The places taken are not dumb, for the nature that Sandra Vitaljic points her lens at tells us something. The landscape resists forgetfulness, it has survived the deliberate destruction of memorial slabs, healed the desecration of the barks of the trees. Knowledge about the past is neither accurate nor precise, writes Tvrtko Jakovina.4 Landscape has no capacity to tell tales, cannot construct a story or affect the course of remembering and forgetting. It comes before us via photographs that are devoid of the usual political rhetoric, compromising signs (often the case at Bleiburg) and the presence of people. We feel them in that mist achieved with shifts of (or rather, decentralising) the lens,5 which works like the latent energetic charge of a given place. We see them in the distance, like the tape in national colours that edges Bleiburg field. We sense them in the scene shot in a forest thicket with which the photographer mediates to us the terror remaining among the branches, before the victims stepped out onto the clearing that at the moment of shooting is nevertheless lit up by the sun. We invoke the uncertainty of movement in the motif of the tracks; wonder whether they lead anywhere at all.
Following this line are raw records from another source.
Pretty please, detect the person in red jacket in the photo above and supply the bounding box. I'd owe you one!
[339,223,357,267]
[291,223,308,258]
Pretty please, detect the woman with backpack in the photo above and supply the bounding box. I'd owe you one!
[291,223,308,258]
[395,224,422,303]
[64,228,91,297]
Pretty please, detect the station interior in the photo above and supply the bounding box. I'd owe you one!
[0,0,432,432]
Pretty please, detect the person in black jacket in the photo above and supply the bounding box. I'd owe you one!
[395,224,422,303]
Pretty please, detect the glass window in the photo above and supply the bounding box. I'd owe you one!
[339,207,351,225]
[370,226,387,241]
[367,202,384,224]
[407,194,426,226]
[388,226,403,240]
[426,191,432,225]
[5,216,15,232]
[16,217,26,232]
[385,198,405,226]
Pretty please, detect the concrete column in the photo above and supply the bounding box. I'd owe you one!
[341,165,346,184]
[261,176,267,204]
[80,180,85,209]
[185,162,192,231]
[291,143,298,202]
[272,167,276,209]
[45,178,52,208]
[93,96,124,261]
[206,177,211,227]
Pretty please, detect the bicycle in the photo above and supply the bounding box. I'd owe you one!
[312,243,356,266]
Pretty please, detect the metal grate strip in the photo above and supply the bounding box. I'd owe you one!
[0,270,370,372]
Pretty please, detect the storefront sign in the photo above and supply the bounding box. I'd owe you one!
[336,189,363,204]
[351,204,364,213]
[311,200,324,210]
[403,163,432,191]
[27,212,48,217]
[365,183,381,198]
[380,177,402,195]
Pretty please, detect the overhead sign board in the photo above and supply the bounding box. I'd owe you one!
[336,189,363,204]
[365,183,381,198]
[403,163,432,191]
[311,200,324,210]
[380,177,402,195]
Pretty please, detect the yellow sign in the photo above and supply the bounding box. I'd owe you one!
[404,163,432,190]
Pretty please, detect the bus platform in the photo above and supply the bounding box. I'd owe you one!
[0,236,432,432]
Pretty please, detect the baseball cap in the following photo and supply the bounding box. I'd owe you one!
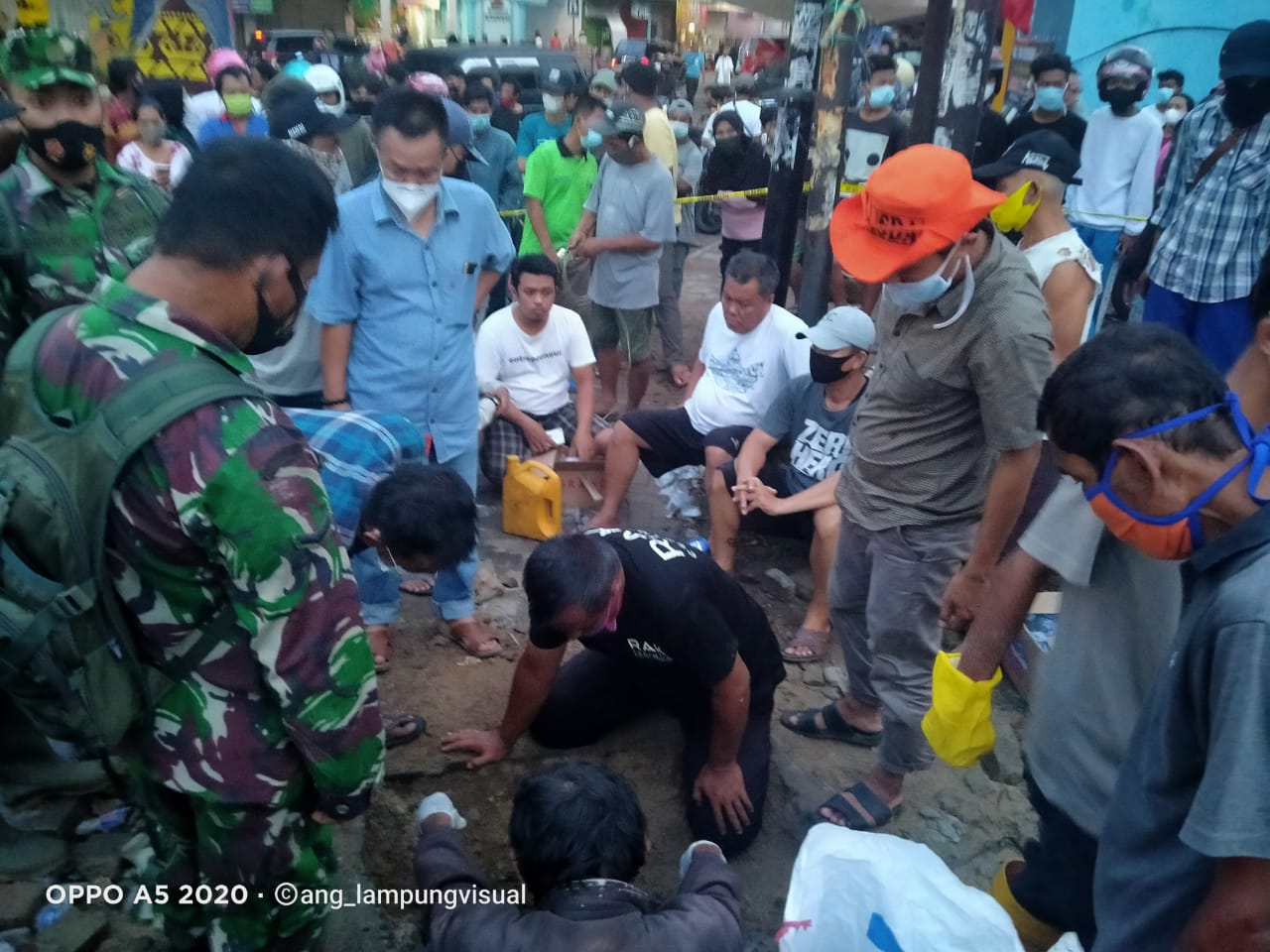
[829,144,1007,285]
[591,99,644,136]
[622,62,657,96]
[441,99,489,165]
[541,67,572,96]
[203,46,246,82]
[795,307,877,352]
[0,27,96,89]
[269,91,358,141]
[1216,20,1270,80]
[974,130,1080,185]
Joyce wrote that places remember events. They are part of the emotional map of the world on which, at least speciously, we do not notice the constructions of social and political relations that at a moment in history determined their meaning. In her search for them, Sandra Vitaljic endeavours to understand their individuality, become aware of and recognise them; she refrains from post-hoc constructed balances of belligerent parties, does not even out, does not comment. Her glance is warm but distanced. It searches for possible parts of the landscape that are capable of taking part in the creation of the national identity. But she does not find them, for the places do not change their identities, and have long since absorbed the traces of mourning. Mysteries that have evaded oblivion have remained available to her.

 

 

1 Tacita Dean, Jeremy Millar, Place, Thames&Hudson, London, 2005., 90.

2 Brett Ashley Kaplan, "Susan Silas. On 'Helmbrechts Walk", Camera Austria, 98/2007., 38–49.

3 Quoted in Kaplan, op. cit. (note 1).

4 Tvrtko Jakovina, "Zašto nam je Srb važan?" [http://h-alter.org/vijesti/hrvatska/zasto-nam-je-srb-vazan; withdrawn 4. 11. 2009.]

5 The photographer uses tilt and shift lens with the capacity of decentralising perspective.